Yeşu ve Kenan Ülkesi
Joshua and the Land of Canaan
Yeşu
Dinleyici dostlar, size esenlik olsun.
Ön gördüğü doğruluk yolunu herkesin anlamasını ve bu yola boyun eğmesini isteyen ve O’nun ile sonsuza kadar esenlik içinde yaşamasını arzu eden esenlik Rabbi Tanrı’nın adı ile sizleri selamlıyoruz. Doğruluk Yolu adlı programınızı sunmak üzere bugün tekrar sizler ile beraber olabildiğimiz için mutluyuz.

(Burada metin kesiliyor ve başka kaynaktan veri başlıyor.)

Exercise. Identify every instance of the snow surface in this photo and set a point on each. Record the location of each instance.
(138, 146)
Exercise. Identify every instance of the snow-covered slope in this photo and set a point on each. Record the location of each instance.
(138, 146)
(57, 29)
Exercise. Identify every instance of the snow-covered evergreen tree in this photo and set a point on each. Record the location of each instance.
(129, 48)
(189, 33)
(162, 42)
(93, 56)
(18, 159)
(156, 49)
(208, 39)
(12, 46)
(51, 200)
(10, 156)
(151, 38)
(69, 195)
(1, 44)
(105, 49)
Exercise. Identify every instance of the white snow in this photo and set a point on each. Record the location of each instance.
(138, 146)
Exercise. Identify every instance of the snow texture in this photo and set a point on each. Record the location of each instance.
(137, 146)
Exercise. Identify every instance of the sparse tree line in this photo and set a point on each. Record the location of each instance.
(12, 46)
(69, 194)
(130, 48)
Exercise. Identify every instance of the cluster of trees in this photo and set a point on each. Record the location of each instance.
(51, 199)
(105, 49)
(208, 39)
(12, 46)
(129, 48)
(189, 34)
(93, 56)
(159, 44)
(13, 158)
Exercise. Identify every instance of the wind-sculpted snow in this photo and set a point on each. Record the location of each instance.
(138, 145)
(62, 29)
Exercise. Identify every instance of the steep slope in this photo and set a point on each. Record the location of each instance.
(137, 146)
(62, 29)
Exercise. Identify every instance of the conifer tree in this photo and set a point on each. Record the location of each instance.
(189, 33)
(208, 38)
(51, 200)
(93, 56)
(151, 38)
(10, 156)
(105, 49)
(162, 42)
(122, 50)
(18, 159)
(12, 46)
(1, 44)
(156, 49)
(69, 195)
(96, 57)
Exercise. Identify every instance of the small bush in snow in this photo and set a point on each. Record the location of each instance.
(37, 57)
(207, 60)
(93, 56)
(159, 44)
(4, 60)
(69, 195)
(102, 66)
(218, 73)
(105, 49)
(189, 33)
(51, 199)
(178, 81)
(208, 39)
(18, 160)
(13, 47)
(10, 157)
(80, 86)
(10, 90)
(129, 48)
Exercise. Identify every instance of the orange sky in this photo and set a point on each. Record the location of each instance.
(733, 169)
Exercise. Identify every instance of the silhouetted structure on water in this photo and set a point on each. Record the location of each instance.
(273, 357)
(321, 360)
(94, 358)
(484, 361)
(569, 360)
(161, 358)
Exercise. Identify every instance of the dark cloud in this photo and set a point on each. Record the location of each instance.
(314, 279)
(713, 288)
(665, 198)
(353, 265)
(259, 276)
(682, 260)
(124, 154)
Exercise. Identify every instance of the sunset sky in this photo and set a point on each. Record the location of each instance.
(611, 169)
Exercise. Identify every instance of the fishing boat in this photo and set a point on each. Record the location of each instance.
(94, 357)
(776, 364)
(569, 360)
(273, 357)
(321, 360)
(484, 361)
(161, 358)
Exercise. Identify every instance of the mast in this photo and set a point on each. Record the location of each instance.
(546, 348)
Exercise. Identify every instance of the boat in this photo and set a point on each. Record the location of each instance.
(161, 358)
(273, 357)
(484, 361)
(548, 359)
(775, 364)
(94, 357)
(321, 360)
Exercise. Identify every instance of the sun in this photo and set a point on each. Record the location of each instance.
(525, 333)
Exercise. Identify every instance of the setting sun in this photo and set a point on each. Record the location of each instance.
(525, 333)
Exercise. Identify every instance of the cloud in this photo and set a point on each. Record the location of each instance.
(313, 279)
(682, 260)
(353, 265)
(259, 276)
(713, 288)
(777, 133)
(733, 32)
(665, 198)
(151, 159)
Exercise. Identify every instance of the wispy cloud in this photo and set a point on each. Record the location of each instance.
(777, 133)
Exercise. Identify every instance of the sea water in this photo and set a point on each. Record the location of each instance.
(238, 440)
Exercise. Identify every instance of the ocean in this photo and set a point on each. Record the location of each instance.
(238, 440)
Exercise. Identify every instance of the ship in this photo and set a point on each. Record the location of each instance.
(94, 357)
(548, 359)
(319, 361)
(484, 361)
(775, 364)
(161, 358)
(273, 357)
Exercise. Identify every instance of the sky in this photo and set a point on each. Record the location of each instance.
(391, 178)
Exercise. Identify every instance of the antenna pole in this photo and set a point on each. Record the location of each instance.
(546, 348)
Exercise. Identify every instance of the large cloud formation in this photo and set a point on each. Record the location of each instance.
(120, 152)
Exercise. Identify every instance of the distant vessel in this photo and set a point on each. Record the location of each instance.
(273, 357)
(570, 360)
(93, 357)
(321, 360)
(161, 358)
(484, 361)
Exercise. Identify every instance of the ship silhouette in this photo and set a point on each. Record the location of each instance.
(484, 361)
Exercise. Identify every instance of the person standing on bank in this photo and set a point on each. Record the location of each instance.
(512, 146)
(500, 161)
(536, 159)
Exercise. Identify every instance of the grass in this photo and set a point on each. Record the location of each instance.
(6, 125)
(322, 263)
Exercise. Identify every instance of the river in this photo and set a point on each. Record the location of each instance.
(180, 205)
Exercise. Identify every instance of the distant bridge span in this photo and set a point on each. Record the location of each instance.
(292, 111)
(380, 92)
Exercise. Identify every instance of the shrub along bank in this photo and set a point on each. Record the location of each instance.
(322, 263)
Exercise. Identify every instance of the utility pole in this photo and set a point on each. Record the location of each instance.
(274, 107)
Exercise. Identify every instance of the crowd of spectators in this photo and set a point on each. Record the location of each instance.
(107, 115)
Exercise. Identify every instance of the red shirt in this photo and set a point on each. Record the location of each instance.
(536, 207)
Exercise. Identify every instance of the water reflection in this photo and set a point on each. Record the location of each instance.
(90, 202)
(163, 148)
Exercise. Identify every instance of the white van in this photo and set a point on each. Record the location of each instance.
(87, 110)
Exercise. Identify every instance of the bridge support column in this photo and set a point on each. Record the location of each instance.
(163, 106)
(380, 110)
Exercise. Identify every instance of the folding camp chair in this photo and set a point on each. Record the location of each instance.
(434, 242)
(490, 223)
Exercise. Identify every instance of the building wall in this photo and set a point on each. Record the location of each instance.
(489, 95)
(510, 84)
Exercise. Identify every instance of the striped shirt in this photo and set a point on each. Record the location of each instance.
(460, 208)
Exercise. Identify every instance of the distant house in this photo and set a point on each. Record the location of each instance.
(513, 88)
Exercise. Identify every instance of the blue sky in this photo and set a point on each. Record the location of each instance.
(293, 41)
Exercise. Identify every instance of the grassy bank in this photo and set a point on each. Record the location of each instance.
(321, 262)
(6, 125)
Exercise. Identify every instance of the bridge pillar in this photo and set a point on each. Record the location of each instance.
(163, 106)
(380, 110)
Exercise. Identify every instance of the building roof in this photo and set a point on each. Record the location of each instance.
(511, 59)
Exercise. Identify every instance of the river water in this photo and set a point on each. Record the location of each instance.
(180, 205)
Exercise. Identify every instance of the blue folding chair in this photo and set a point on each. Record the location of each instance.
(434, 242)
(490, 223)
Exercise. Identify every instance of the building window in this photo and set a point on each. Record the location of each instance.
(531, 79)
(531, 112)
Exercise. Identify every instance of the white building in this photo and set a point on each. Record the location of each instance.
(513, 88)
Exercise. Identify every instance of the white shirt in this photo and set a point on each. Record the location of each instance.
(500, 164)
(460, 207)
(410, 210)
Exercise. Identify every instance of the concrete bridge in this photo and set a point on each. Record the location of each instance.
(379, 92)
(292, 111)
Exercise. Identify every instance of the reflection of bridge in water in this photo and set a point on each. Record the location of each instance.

Son programımızda Peygamberlerin Yazılarının ilk kitabı olan Musa’nın Tevrat’ında yaptığımız çalışmayı bitirmiştik. Kutsal Tevrat’ta günahın dünyaya nasıl girdiğini ve varlığı ile birlikte bir lanet getirdiğini gördük. Ama buna rağmen, Rab Tanrı’nın aynı zamanda yapmış olduğu harika planı aracılığı ile Adem’in soyunu günahın getirdiği lanetten kurtarmak için dünyaya bir Kurtarıcı göndermeyi nasıl vaat ettiğini de gördük. Tanrı, Kurtarıcıyı dünyaya göndermek için yaptığı planı uygulamak amacı ile İbrahim’i, baba evini ve ülkesini terk etmeye ve çok uzaktaki Kenan ülkesine doğru hareket etmeye çağırdı. Tanrı, İbrahim’in soyundan yeni bir ulus oluşturmayı planladı; Kurtarıcı bu soydan dünyaya gelecekti. İbrahim, Kenan ülkesine vardıktan sonra Tanrı ona tekrar göründü ve ona söylediği şu sözler aracılığı ile vaatte bulundu: “Şimdi bir yabancı olarak yaşadığın Kenan ülkesinin topraklarını sonsuza dek mülkünüz olmak üzere sana ve soyuna vereceğim!” Bugün, Tanrı’nın çok uzun zaman önce İbrahim’e verdiği vaadi nasıl yerine getirdiğini ve Kenan ülkesini, İbrahim’in soyu olan İsraillilere nasıl verdiğini göreceğiz. Kenan, bu gün İsrail olarak adlandırılan ülkedir.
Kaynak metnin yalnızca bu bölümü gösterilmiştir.